そうして自分たちの安全を確保した彼らは、壁の術に専念する者を守るように中央に置いて、まずは目障りな目の前の小物を取り除く事にしたらしい。
揃って、武器を持つ男達に牙を剥く。
鋭い牙と爪を持ち、触れれば被れる魔界の毒気を含んだ毛皮に包まれた巨躯を相手に、破魔の効果のある剣や槍、戦斧やハンマーや弓などそれぞれが得意とする武器を向けるも、人間の体躯と比べれば大柄な武器でも、魔狼の巨躯と比べれば小枝のような頼りない武器だ。
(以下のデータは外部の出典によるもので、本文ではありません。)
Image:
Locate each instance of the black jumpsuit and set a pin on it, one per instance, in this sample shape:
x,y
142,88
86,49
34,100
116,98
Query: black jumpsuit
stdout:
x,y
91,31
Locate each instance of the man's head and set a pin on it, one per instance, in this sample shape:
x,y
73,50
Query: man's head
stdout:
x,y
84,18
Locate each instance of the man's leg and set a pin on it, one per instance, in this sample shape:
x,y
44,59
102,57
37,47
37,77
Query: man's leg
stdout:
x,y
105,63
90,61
武器の纏う破魔の気も、こうして見る限り、毛皮に染み込んだ魔界の毒気を祓う位はできても、その分厚い毛皮と肉とを貫いて急所を突くまでの事を出来ている者はそう多くない。
ただでさえ数の差があるのに、その戦力差は圧倒的だった。
――この状況の中、どう出るべきか。
『咲月、僕たち二人で挟み撃ちにしよう』
こういう状況で、戦略を練ったり指揮を取ったりという事にはまだまだ疎い咲月に先んじて、朔海が簡単な作戦を伝えてきた。
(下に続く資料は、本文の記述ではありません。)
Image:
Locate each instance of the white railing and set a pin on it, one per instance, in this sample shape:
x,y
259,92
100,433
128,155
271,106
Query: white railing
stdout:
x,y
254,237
結界の前で狼たちを阻もうとしている者たちは、現状、咲月たちにとっては敵ではないが、味方とも言えない。彼らが、こちらにも攻撃を仕掛けてこないともいえない状況で、けれど彼らは極力傷つけたくはない。
と、すれば。
彼らに向かっていている狼たちを、左右から挟んで攻撃する。
それで彼らが後方に撤退すれば良し、しないなら倒す、至極明快な作戦だ。
朔海が、ちらりとこちらに目配せし、にやりと竜の顔のままでも分かるくらいに笑う。
大きく息を吸い――勢いよく炎を吹き出す。
火炎放射――。
一直線に炎の道が出来上がっていく。
それにタイミングを合わせ、咲月は背の翼を大きく羽ばたかせ、生み出した風を、風の精霊の助けを借りて支配し、朔海の炎と合わせて渦を巻かせ、炎の竜巻に仕立て上げる。
折しも、天井は雷の壁に覆われた中を、炎が暴れまわる。
これが、本当にただの魔獣であったなら、これだけで掃討できただろう充分な火力を誇る攻撃だが、高位の吸血鬼である彼らには決定打にまではならない。
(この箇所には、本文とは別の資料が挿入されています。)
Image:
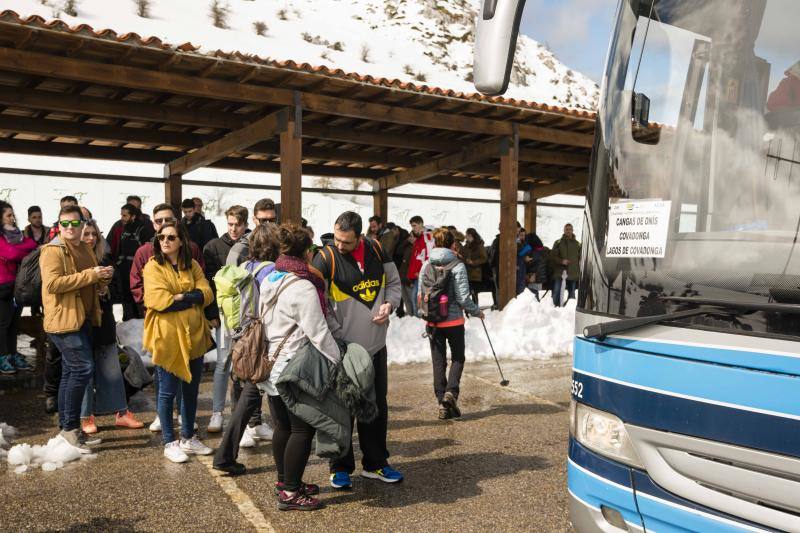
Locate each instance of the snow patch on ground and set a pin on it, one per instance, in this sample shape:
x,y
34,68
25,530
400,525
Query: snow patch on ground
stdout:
x,y
525,329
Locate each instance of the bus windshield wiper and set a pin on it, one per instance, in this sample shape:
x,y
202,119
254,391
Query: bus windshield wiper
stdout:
x,y
707,306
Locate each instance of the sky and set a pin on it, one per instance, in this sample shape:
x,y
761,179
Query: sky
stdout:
x,y
577,31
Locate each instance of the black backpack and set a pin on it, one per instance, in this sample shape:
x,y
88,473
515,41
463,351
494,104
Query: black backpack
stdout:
x,y
435,285
28,285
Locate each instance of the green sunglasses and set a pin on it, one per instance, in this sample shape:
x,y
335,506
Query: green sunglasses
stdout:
x,y
68,223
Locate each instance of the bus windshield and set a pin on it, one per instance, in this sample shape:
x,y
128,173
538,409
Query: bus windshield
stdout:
x,y
695,189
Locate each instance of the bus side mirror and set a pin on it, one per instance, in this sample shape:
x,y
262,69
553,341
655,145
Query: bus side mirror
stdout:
x,y
640,109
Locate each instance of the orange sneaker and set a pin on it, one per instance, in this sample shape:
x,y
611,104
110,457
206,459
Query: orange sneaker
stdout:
x,y
128,421
88,425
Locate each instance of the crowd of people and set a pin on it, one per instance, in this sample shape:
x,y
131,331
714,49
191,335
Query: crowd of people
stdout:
x,y
284,315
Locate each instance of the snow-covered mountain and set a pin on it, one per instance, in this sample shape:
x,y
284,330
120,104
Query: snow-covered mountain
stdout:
x,y
428,42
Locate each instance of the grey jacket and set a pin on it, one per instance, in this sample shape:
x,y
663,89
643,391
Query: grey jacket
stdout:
x,y
458,292
326,395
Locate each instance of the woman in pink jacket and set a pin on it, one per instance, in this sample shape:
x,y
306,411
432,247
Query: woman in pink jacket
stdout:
x,y
14,246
群れを混乱に陥れ、少なくないダメージは与えられても、下っ端の身体を盾にしてでも己の身を守ろうとする指揮官と、盾にされる運命から逃れようともがく下っ端たちが入り乱れる中、術者たちは慌てて壁を解き、炎に対抗するため大量の氷の礫をぶつけてくる。
急いでいるためか、粒は大きくないが数は多い。
特に狙いを定める様子もなく、四方にばらまくように飛ばし、こちらの風の術をも利用し炎にぶつけてくる。
炎に触れた氷は即座に水に変わり、それは炎の熱で水蒸気となり、たちまち辺りは真っ白な靄で視界が奪われる。
次の瞬間、咲月は頭の中、朔海が舌打ちするのを聞いた。
直後、男たちの悲鳴と怒号が響く。
視界を奪われ、身動きの取れなかった、ほんの一瞬の隙をつかれた。
……相手は、狼の特性を持っていると、知っていたはずなのに。
視界が塞がれようとも、彼らには優れた嗅覚と聴覚がある。特に本能的な習性として嗅覚に頼る事の多い彼らにとって、この状況はむしろ有利で……。